May 24, 2012

I am sure we all remember as kids sitting on the floor in front of an obstacle that has stopped us in our tracks. I remember crying into my hand and my mama coming over and telling me to get up and keep moving. I had no idea how important this lesson would be for me in my life as an adult. 

When we made the decision to leave work and file for disability, in that moment I felt defeated. I asked myself how did I get here and where do I go. I felt alone and afraid. In our house you are not aloud to feel sorry for yourself. You can have a bad day but you have to snap out of it and take that first step forward. There are some days I am frustrated and will cry BUT Tim comes in and recognizes I am having a tough time. He hugs me and talks to me but after that it is time to move on and he will look at me and tell me if that lip sticks out any farther any longer a bird is going to come and poop on it! That is my signal to pick myself up! How do you move on? Sometimes I feel as if I am going through the motions of life but really have no idea! I know most people feel like this and that is actually comforting for me. It is even more comforting to have friends with Lupus who help me understand and feels the same frustrations as I do. 

I have decided that filing for disability is actually going to give me more ability in my every day life. This new found ability is allowing me to look at my life and change up my life goals a bit. I can still focus on my future and I can still make plans, they just have to be altered a bit. So, I am making some new goals for my life!!!

GOALS

1. Go to the gym and walk everyday!
2. Go to yoga class at least twice a week!
3. Get dresses everyday in actual clothes, not pj's!
4. Rest in the middle of the day everyday!
5. Be there 110% for Tim during this transition period!
6. Understand my disease and treatments more every day!
7. Color everyday to help with my small motor skills!
8. Keep a journal of symptoms everyday for the doctor!
9. Join a Lupus support group!
10. When I don't feel well, all the above will be attempted the next day!

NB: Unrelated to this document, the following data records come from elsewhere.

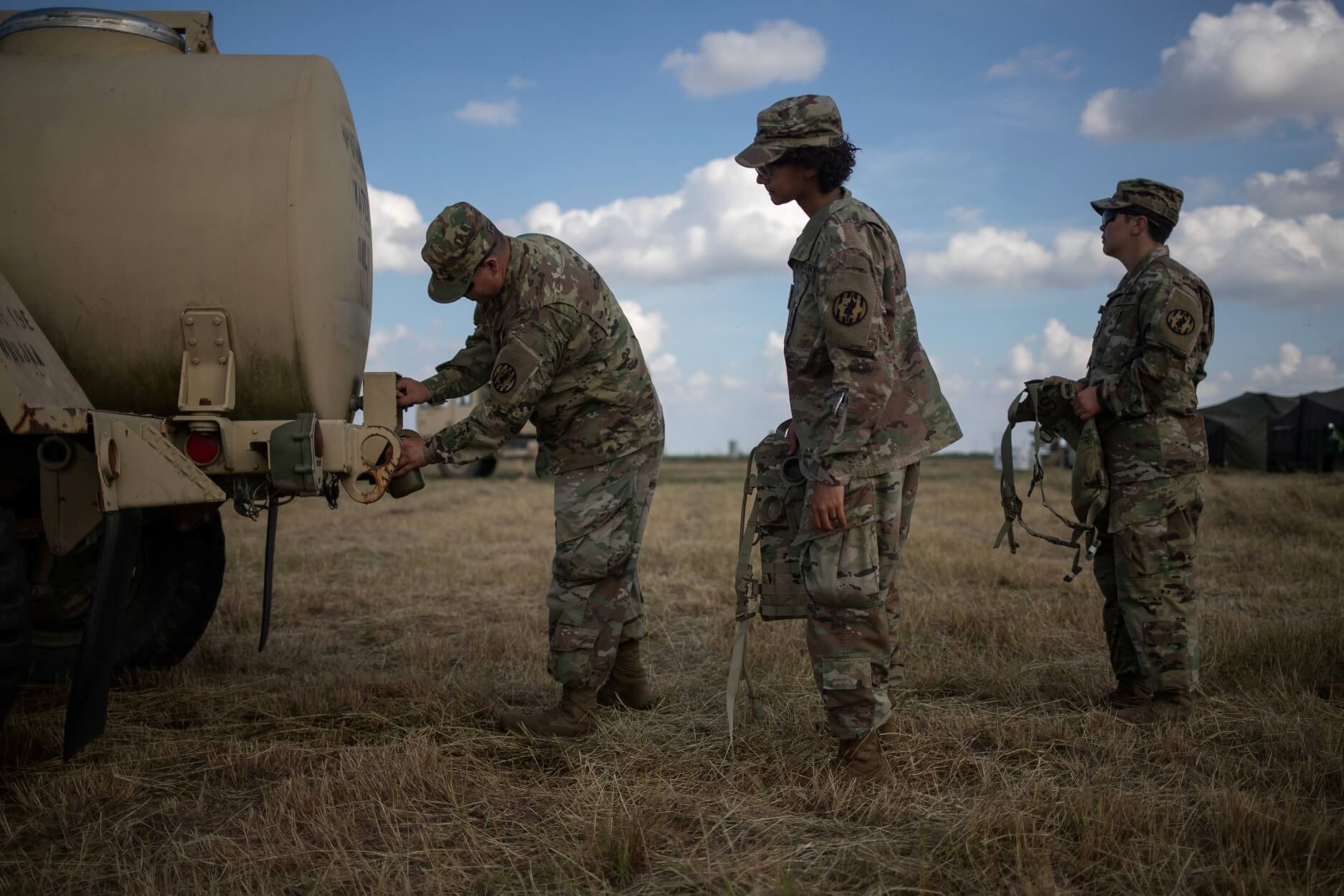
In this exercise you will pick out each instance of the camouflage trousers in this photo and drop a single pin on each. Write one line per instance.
(1147, 576)
(595, 601)
(853, 605)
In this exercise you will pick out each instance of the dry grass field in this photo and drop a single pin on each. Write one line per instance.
(358, 753)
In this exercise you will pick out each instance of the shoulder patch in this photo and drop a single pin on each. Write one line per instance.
(514, 366)
(1179, 323)
(851, 304)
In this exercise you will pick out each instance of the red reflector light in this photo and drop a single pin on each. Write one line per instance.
(203, 448)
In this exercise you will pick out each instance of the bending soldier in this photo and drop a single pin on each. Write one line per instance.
(866, 409)
(555, 348)
(1148, 356)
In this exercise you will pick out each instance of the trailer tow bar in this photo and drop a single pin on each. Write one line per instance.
(269, 574)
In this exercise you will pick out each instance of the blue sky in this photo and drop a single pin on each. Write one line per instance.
(985, 128)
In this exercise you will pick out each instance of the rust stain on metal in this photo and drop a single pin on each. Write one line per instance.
(32, 424)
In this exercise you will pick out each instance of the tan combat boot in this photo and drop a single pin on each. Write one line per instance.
(574, 716)
(1130, 691)
(861, 758)
(628, 684)
(1165, 705)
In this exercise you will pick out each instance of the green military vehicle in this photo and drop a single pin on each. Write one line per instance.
(432, 418)
(186, 290)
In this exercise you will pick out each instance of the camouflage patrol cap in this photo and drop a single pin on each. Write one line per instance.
(456, 242)
(799, 121)
(1160, 199)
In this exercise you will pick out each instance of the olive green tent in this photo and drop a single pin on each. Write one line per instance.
(1262, 432)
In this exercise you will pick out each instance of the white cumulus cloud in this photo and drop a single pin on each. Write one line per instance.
(1299, 373)
(495, 115)
(1234, 73)
(1041, 59)
(991, 258)
(398, 232)
(730, 61)
(1239, 250)
(1054, 352)
(1244, 253)
(1299, 192)
(721, 222)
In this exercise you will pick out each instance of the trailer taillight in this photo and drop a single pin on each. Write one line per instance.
(203, 448)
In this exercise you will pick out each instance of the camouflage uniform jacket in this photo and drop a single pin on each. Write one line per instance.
(1148, 356)
(557, 350)
(864, 396)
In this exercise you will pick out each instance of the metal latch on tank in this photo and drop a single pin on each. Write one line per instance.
(207, 362)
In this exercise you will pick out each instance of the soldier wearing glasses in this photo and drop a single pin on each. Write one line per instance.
(1148, 355)
(866, 409)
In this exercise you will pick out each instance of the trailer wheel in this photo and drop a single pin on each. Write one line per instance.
(174, 591)
(15, 605)
(472, 469)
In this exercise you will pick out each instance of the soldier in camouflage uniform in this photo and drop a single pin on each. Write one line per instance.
(555, 348)
(866, 409)
(1148, 356)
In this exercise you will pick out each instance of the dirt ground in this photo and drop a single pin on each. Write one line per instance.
(358, 753)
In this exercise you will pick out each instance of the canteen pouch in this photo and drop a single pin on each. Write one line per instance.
(778, 487)
(1049, 406)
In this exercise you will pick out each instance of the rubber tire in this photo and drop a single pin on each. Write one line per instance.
(179, 576)
(15, 606)
(479, 468)
(458, 470)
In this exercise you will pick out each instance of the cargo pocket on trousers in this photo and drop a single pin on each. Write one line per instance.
(846, 673)
(572, 653)
(1164, 632)
(841, 568)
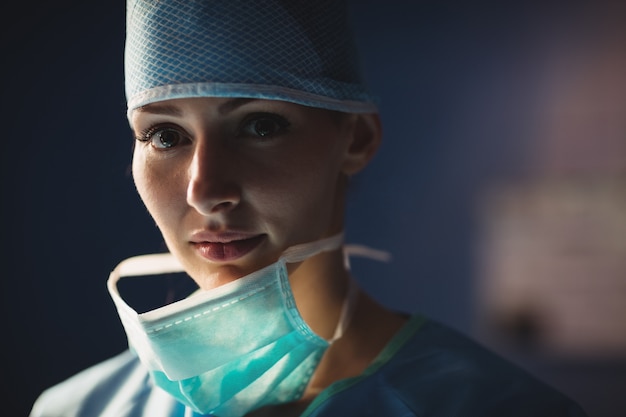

A door has been closed in my life and I am taking the first steps through the new door. I have no idea what this room will have in it. One thing I am certain about is right through that door, in the new room is love. I see my mama's face telling me to keep moving. I see Bob and Pat encouraging me all the way. I see Holly telling me that everything in life is special and always with me. Most importantly, Tim walks through that door with me and will continue to walk through every door I find myself at. He is full of encouragement and unconditional love. I know what ever obstacles I may face are just leading me into a new adventure in this funny thing they call life!